D'un tratto un odore penetrante, di bruciato, risalì le mie narici. Anche Set dovette accorgersene, perché si voltò di scatto, le pupille dilatate e il nervosismo che montava.

Si, perché io e lui non vivevamo soli in quella casa: c'erano con noi dei servitori. Era così che avevo scoperto che September Aster non era solo ricco, ma molto ricco. E quei servitori dovevano avere qualche serio squilibrio mentale, perché passavano le giornate a distruggere tutto quello che gli capitava sotto tiro, più disastrosi dei personaggi di un cartone animato per bambini. Ma September non li sgridava, sembrava divertirsi con loro, se la rideva. Io li avrei ammazzati, non saprei che farmene di tizi per casa che rompono le cose solo toccandole.

Ritrassi la meno da quelle piccole e fresche di September, rimpiangendo immediatamente il gesto avventato. Stavo impudicamente per rimettere al posto la mano quando sentii un capitombolo terrificante e mi voltai. Un uomo con i capelli color nocciolina tostata e un paio di baffetti corti di colore diverso, zafferano direi, se ne stava alla base delle scale, accartocciato ed a testa in giù. Indossava una blusa color notte e un paio di pantaloni di velluto lunghi stropicciati e con ampie macchie nere stile "bruciacchiato con il lanciafiamme".
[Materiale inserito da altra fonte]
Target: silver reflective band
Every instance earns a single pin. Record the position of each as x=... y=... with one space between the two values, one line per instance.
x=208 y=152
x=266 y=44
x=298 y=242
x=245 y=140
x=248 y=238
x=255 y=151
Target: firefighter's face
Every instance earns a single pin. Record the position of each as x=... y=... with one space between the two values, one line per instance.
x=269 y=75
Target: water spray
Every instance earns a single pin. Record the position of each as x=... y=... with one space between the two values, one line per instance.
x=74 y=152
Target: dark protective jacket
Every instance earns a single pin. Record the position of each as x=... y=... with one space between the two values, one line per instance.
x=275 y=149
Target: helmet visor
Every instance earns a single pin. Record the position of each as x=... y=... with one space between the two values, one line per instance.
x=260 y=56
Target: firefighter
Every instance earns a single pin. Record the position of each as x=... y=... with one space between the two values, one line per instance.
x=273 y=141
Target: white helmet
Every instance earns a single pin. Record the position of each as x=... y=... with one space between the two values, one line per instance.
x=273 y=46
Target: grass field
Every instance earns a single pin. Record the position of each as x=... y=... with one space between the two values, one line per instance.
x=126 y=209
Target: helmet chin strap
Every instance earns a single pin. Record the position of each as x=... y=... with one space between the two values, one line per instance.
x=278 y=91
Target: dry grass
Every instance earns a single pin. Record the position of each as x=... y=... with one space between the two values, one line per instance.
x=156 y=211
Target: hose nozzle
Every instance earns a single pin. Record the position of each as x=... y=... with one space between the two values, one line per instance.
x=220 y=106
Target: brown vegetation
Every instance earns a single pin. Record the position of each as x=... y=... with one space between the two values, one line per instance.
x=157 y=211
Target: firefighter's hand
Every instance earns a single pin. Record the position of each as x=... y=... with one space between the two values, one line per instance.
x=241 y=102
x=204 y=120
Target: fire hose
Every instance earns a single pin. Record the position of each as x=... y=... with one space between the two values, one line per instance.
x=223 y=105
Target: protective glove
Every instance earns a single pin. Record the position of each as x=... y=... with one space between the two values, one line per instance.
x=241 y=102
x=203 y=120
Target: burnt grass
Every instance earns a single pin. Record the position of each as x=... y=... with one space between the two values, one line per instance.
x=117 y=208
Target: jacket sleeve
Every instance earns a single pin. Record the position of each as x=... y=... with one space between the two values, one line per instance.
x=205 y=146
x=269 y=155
Aveva gli occhi semichiusi, lacrimanti per il dolore, e le mani, incrociate sul petto, proteggevano un piccolo vaso bianco con delicati decori floreali azzurri.

Mi avvicinai a lui e lo afferrai per la blusa, lo sollevai senza sforzo e con un paio di rapide manate gli spolverai gli abiti

«Stavi di nuovo correndo come un cretino per le scale, Michele?» gli chiesi ironicamente.